È chiaro quindi che non potrebbe certo essere la “mente” artificiale a poter offrire contributi utili all’indagine sulla natura del pensiero umano. L’illusione degli ingegneri di studiare la mente, producendo un suo simulacro attraverso la macchina pensante, è, all’inizio del terzo millennio, miseramente fallita. Resta invece aperta la diuturna ricerca, che inquisisce gli isomorfismi tra mente umana, mondo fisico comunemente percepibile, e metafisica, a caccia di stupefacenti sistemi, la cui ipotesi disperde in una miriade di nuovi indizi altrettanti insospettabili segreti, ogniqualvolta emerga una pur minima evidenza.

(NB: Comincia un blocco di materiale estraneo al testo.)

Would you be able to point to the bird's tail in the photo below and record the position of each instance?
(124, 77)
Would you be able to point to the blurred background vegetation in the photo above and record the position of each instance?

Resta preziosa la traccia perenne della grande arte la quale, dotata del potere di sublimare la tragedia, quanto di esprimere il divino ineffabile, sperimenta ogni stato mentale, rilevandone la fenomenologia somatica, quanto l’intima coesione teoretica o metafisica.
Note
(1) – religioni apofatiche: si basano su atteggiamenti teologici tipici dell’Oriente che procedono per negazioni, e che si contrappongono a quelle “catafatiche” che si manifestano mediante predicazioni affermative.
(2) – serendipità: è la contingenza in cui si trova in modo inatteso (anche se talora non del tutto fortuito) ciò che non si sta cercando, e che può rivelarsi anche molto più importante degli obiettivi originari della ricerca scientifica in atto.